Translocation is widely used as a conservation tool to ameliorate the known threats to orchid species [4,7,8]. However, without understanding the key ecological attributes of the orchids (e.g., relationship with pollinators or mycorrhizal fungi), translocation actions cannot be successful [4]. Indeed, in many cases of orchid translocations, the pollinator presence at the translocated sites was rarely determined, which could have revealed low recruitment rates to the translocated sites [4]. In addition, plant–pollinator interactions, between the target species and recipient community, should be fully understood before applying any conservation translocation measures (e.g., reintroduction and reinforcement) [9] to orchid species [4,6,7,10].

Slipper orchids (genus Cypripedium) are one of the most intensively studied orchid groups due to their unique life history traits, such as pollination, and most of them (ca. 90% of species in subfamily Cypripedioideae) were assessed as threatened [11]. Cypripedium species are non-rewarding orchids and pollinated by deceit, mainly as food mimics, and rarely as nesting-site mimics or brood-site mimics [12]. Usually, in Cypripedium species, pollination is accomplished by insect pollinators falling into the pouch-like labellum, escaping through a posterior opening, and visiting another flower of the same species. The pollinators of Cypripedium species are bees, flies, and occasionally, wasps [12,13,14]. Among the pollinators, bees account for most of their effective visitations [12,15].

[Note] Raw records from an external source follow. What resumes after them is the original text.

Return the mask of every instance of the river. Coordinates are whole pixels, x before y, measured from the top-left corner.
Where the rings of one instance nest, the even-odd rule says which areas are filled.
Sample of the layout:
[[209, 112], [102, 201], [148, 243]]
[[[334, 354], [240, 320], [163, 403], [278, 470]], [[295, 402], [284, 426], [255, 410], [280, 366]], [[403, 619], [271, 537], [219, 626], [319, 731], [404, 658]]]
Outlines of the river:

To conserve Cypripedium species, understanding the ecology of co-occurring rewarding plants in the community is a prerequisite, although identifying the effective pollinators is important. These orchids employ generalized food deception strategies [16,17], and such food-deceptive orchids display general floral signals (e.g., visual or olfactory) that attract various insect visitors [18,19]. Further, the spectrum of foraging pollinators visiting Cypripedium species is generally wide, as they visit various flowers for food (i.e., polylectic) [20,21,22,23,24,25]. Thus, the pollination of Cypripedium species is likely to be facilitated when rewarding plants around their populations are blooming sufficiently to feed diverse pollinators [26,27]. In this case, the understanding of community-wide plant–pollinator interactions is needed to identify co-occurring plants that function to support the populations of potential orchid pollinators [28]. However, pollination studies on deceptive orchids have rarely attempted to identify effective pollinators or examine plant–pollinator interactions from community perspectives [21,29].

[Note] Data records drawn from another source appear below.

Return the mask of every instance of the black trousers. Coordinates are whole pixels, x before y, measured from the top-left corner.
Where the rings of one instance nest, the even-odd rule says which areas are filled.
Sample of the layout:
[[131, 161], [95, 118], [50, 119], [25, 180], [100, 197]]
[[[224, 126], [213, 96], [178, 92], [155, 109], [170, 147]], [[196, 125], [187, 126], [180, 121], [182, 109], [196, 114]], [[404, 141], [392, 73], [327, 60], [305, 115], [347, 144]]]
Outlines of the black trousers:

Understanding the structure and dynamics of the interactions between plants and pollinators can provide new insight into the ecological context, in which this deceptive orchid is effectively pollinated. In real-world ecosystems, species are interlinked with each other [30]. Thus, for species conservation, we cannot consider only the pairs of interacting species [31,32], as have many previous studies, which focused on the interactions between the target orchid species and their effective pollinators. Network analysis is a tool that has been employed for understanding the structure and dynamics of plant–pollinator interactions, as well as identifying topologically important species within the networks [33,34,35]. For example, metrics at the network level (e.g., nestedness, specialization, and modularity) are used in describing network structure and provide information on structural stability, resilience, and fragility [33,36,37]. At the species level, the unweighted degree (i.e., number of interaction partners) [38] and centrality (i.e., centrality and closeness centrality betweenness) [35] have been frequently used to determine the topological importance of each species (e.g., keystone species), which can be achieved with low sampling effort [39]. Because a pollination network survey generally involves observing all flowering plants and their visitors within a community and detecting changes in those interactions over time, community-wide plant–pollinator interactions can be more clearly understood than pollination surveys at the population level. In addition, the network approach has received growing attention as a tool for understanding the ecological context, since a robust method for comparing networks with different sizes was developed [40]. However, the network approach has rarely been applied in studies regarding the pollination of deceptive orchids [41].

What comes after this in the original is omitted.